Лиза с шиком, по мужски, так как того не выносил ее отец, «хлопнула» рюмку, не поморщилась, и, не закусывая, протянула рюмку Курту:
– Курт, налей еще, мне надо с вами подравняться…
Она «хлопнула» и вторую, и потянулась к омару:
– Обожаю омара… Где достали?.. Совсем свежий… На Тауенциен-штрассе!.. О, барон!.. Как вы нас балуете!..
– Как вы нашли вашего отца? – спросил, наливая третью рюмку, барон.
– Я думаю, – глубокомысленно, вытягивая тонкую шею и точно становясь похожим на верблюда, тянущегося к ветке колючей мимозы, сказал Секендорф, – я думаю, это так странно, столько лет не видеть своего отца, и вдруг встретиться с ним… Как же вы узнали его?..
– Узнала сразу… Что-то толкнуло меня к этому человеку с короткими седыми усами.
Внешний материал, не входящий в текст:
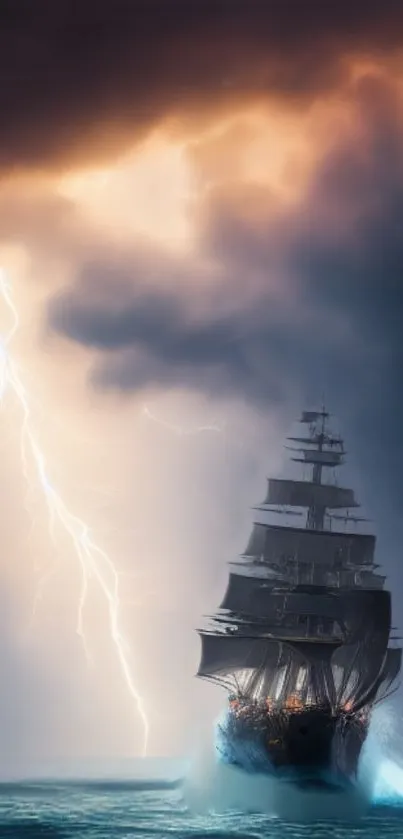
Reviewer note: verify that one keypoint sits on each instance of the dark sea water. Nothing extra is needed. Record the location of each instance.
(123, 810)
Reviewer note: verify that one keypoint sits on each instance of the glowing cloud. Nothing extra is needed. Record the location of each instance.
(93, 562)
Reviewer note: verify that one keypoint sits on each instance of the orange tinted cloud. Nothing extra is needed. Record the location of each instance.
(82, 81)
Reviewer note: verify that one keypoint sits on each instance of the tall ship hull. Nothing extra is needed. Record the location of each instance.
(302, 641)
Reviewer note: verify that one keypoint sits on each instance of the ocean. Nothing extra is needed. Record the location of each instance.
(140, 808)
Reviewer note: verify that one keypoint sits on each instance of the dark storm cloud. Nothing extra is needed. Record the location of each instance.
(340, 327)
(84, 75)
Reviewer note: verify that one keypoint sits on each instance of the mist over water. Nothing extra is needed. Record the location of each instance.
(201, 799)
(214, 786)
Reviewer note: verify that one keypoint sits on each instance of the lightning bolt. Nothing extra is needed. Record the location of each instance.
(94, 563)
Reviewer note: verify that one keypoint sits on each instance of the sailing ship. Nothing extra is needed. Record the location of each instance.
(303, 639)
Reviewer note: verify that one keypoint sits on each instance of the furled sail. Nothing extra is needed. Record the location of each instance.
(273, 542)
(324, 458)
(308, 494)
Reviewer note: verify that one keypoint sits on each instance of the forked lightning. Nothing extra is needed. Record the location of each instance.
(92, 560)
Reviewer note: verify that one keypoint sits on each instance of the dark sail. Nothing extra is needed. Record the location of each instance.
(303, 631)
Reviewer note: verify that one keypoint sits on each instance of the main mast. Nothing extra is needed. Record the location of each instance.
(301, 594)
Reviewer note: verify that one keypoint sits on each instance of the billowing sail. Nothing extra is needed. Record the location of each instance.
(273, 542)
(241, 591)
(308, 494)
(308, 622)
(223, 653)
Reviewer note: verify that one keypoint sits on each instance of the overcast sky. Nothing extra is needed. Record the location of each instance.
(201, 214)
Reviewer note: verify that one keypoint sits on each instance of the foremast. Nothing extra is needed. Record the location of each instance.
(307, 593)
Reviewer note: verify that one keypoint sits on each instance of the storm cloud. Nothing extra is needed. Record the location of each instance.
(339, 258)
(81, 80)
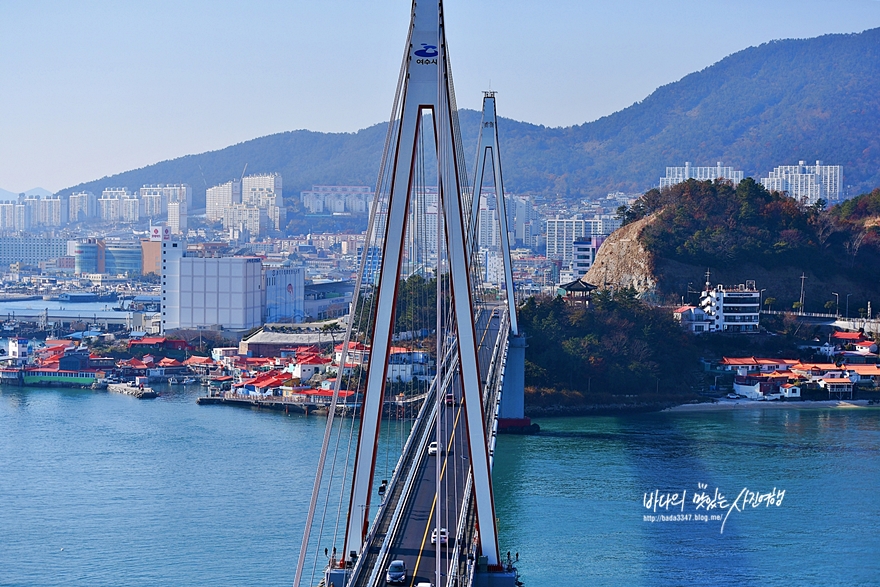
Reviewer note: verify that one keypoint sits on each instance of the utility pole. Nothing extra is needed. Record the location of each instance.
(803, 277)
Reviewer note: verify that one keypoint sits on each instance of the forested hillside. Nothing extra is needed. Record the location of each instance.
(775, 104)
(745, 232)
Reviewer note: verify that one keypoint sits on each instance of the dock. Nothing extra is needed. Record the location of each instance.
(281, 404)
(138, 392)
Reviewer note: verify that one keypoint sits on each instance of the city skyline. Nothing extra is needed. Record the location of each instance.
(114, 87)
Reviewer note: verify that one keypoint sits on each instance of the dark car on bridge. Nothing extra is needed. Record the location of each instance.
(396, 572)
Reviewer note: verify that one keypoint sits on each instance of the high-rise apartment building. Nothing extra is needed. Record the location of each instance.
(7, 217)
(23, 219)
(337, 199)
(676, 175)
(167, 193)
(523, 221)
(30, 250)
(563, 232)
(151, 205)
(52, 212)
(265, 192)
(130, 209)
(83, 206)
(221, 197)
(177, 217)
(244, 217)
(806, 183)
(584, 254)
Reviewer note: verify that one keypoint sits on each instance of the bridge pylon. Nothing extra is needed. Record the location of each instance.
(425, 88)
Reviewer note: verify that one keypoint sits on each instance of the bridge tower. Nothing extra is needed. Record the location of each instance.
(511, 413)
(423, 145)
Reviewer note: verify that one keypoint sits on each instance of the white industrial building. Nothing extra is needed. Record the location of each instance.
(732, 309)
(207, 291)
(806, 183)
(284, 289)
(675, 175)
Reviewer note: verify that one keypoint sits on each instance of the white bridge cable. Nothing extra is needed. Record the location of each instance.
(366, 258)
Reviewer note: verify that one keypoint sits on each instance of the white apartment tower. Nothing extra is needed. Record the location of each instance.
(337, 199)
(265, 192)
(563, 232)
(167, 193)
(806, 183)
(177, 217)
(83, 206)
(676, 175)
(244, 217)
(221, 197)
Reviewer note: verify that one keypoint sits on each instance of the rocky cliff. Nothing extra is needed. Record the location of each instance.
(622, 261)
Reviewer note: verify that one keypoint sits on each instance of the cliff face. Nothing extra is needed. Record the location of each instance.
(622, 260)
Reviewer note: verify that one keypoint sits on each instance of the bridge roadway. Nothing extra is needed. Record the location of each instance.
(411, 542)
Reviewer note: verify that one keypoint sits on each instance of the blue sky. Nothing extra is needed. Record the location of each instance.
(92, 88)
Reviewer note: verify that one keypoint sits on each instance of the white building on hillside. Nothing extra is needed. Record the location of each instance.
(676, 175)
(563, 232)
(220, 197)
(806, 183)
(732, 309)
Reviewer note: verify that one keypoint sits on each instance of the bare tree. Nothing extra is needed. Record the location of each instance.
(854, 243)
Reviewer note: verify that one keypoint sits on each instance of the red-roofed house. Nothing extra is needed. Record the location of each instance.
(358, 353)
(692, 318)
(847, 337)
(838, 387)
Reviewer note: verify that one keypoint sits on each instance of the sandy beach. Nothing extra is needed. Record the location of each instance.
(744, 404)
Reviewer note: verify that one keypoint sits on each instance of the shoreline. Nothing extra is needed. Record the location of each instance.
(744, 404)
(720, 405)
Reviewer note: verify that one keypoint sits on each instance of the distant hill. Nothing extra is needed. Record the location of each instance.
(745, 233)
(7, 195)
(775, 104)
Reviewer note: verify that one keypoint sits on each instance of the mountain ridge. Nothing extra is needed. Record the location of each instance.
(773, 104)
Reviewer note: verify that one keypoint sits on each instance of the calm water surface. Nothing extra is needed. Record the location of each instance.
(166, 492)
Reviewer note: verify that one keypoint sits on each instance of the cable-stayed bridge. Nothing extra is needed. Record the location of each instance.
(424, 323)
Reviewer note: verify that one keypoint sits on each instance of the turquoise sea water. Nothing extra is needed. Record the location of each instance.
(165, 492)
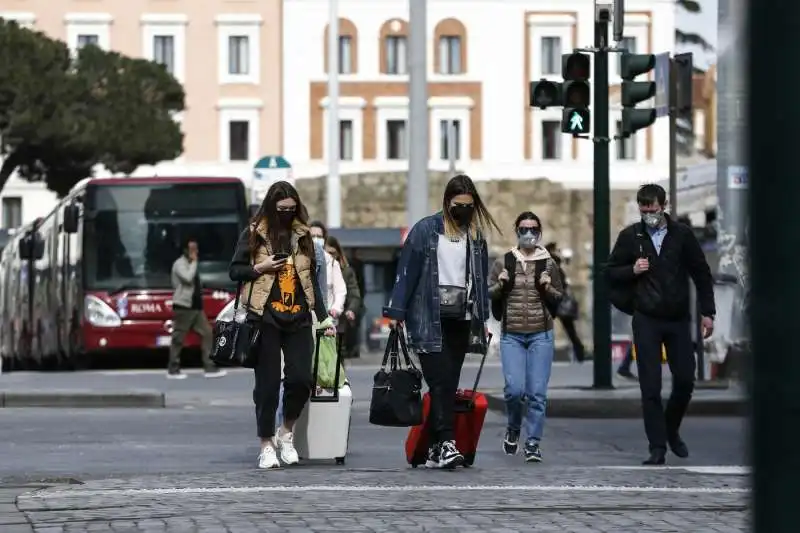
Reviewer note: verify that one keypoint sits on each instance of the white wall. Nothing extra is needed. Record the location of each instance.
(37, 201)
(495, 37)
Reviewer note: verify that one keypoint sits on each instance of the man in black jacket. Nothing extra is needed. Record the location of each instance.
(653, 260)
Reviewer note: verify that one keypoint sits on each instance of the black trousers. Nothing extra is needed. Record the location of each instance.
(442, 373)
(298, 348)
(648, 334)
(572, 333)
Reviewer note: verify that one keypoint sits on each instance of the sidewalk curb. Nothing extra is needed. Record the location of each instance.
(82, 399)
(631, 408)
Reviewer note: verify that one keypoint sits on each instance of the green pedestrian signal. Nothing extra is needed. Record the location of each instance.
(576, 121)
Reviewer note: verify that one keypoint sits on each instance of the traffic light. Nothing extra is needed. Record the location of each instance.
(576, 93)
(634, 92)
(544, 94)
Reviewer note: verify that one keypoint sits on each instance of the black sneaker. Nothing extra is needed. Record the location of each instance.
(449, 456)
(434, 452)
(511, 442)
(533, 454)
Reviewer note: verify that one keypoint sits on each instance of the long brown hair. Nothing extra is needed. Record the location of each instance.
(333, 242)
(268, 213)
(482, 221)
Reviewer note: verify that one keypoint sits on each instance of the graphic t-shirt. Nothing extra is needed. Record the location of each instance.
(287, 304)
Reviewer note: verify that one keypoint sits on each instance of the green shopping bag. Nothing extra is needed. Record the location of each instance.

Его образ, смутно сохранившейся у меня в памяти с детства, изменился, что-то неуловимо милое и родное было в нем…
– Он генерал? – спросил Баум.
– Да, милый Клаусхен. И потому потрудись называть меня теперь – экселленц…
– Zu Befehl, Exellenz!
– А, главное, помогли мне признать его – усы… В стрелку закрученные. Такие теперь можно видеть только на экране, в драме прошлого века.
– Твой папа носит усы! – воскликнула Гутштабе, – Это, должно быть, ужасно.
– Представь, Марихен, потрясающе… Седые, тонкие… Да ведь так и должно быть… Предок… Человек прошлого века. Выправка военная. Получше, чем у Клауса, который все переламывается в пояснице… ну и еще… В руках портплед…
– Что такое порт-плед?..
– А?.. Не знаете! Это сверток такой, из шотландской материи. В него можно положить и один носовой платок, и, при желании, можно увязать в него целого… слона…
– Слона?.. Ну уж и скажешь.
– Ну, да, Марихен, целого слона, или гиппопотама… Сверток, затягивается ремнями. Если бы моего папу снять тогда, – прямо ставь в фильм зудермановской «Родины».
– Твой папа говорит по-немецки?..
– Ни бум-бум… И потому я и должна была быть неотлучно при нем. Они вместо «guten Tag», или «guten Morgen»[30], говорит «gesund»…
– Что же это должно обозначать?..
– Он просто переводит, и так неумело, русское «здравствуй», «здоровы»… Это единственное слово, которое он выучил, он так и приветствовал моего дядю Отто: «gesund»… Тетка в хохот, а дядя глаза вылупил, как бык и мычит, как корова…
– А как ты заговорила с ним, – спросила Верховцева, – на ты, или на вы?..
– На ты… Так вышло, и потом, мы переписывались всегда на ты… И, правда, я сама даже удивилась, так все сразу просто и по-родственному у нас пошло… Хорошо и сердечно…
– Ты ему понравилась? – спросила Эльза.
– Ну, еще бы! – воскликнул Игорь и покраснел.